Python for data analysis

Python is a general purpose programming language that is useful for writing scripts to work effectively and reproducibly with data.

This is an introduction to Python designed for participants with no programming experience. This lesson is based on Data Carpentry Python for Ecologists and was adjusted for using a different dataset. The lesson can be taught in 1 to 1.5 days (~ 8-9 hours). It starts with some basic information about Python syntax, Anaconda navigator and the Spyder IDE, and moves through how to import CSV files, using the pandas package to work with data frames, how to calculate summary information from a dataframe, how to manipulate dataframes, how to automate steps with loops and functions and a brief introduction to plotting. The last episode demonstrates how to work with databases directly from Python.

Getting Started

Data Carpentry’s teaching is hands-on, so participants are encouraged to use their own computers to ensure the proper setup of tools for an efficient workflow.
These lessons assume no prior knowledge of the skills or tools.

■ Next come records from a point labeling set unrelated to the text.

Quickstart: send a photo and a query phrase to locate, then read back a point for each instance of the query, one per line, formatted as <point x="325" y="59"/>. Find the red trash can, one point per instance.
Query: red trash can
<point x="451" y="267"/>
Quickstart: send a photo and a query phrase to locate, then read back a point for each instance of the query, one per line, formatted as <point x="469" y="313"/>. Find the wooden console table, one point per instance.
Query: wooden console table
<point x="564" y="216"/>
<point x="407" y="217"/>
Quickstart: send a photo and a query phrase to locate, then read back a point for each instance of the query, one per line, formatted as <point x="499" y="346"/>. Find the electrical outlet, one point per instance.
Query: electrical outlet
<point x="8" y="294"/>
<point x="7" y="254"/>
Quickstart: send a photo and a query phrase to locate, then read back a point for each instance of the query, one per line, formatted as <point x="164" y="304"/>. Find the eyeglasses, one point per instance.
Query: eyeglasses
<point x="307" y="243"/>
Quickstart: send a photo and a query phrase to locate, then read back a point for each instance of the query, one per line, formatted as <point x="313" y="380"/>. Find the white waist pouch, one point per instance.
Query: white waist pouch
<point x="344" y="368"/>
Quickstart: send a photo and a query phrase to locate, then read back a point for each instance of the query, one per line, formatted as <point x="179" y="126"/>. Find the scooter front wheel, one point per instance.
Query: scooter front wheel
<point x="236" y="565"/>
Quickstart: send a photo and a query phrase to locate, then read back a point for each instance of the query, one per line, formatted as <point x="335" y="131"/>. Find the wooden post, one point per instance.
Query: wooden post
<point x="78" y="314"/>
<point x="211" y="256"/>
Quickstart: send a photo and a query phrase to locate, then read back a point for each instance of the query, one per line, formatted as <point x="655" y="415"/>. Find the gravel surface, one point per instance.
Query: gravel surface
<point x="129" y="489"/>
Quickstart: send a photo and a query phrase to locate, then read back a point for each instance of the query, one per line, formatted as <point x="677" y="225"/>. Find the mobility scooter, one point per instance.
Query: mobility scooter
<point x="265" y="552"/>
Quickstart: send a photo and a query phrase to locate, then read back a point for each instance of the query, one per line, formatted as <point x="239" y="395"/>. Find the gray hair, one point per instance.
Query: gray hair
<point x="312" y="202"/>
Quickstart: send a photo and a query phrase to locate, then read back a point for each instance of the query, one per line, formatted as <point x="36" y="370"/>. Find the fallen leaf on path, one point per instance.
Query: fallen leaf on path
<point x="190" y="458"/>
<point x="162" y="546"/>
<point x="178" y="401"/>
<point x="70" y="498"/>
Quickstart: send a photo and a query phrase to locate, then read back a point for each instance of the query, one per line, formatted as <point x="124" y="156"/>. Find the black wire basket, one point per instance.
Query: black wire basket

To get started, follow the directions in the “Setup” tab to download data to your computer and follow any installation instructions.

Prerequisites

This lesson requires a working copy of Python.
To most effectively use these materials, please make sure to install everything before working through this lesson.

Schedule

Setup Download files required for the lesson
00:00 1. Before we start What is Python?
Why should I learn Python?
00:20 2. Introduction to python How can I do basic calculations in python?
How can I use functions in python?
What data types are there?
01:30 3. Starting With Data How can I import data in Python?
What is Pandas?
Why should I use Pandas to work with data?
03:00 4. Indexing, Slicing and Subsetting DataFrames in Python How can I access specific data within my data set?
How can Python and Pandas help me to analyse my data?
04:00 5. Manipulating DataFrames with pandas How can I reshape DataFrames and make tables?
Can I work with data from multiple sources?
How can I combine data from different data sets?
05:00 6. Data workflows and automation How can I automate operations in Python?
What are functions and why should I use them?
06:30 7. Making Plots With Matplotlib How can I visualize data in Python?
08:00 8. Accessing SQLite Databases Using Python & Pandas How can we query databases from within Python?
08:45 Finish

The actual schedule may vary slightly depending on the topics and exercises chosen by the instructor.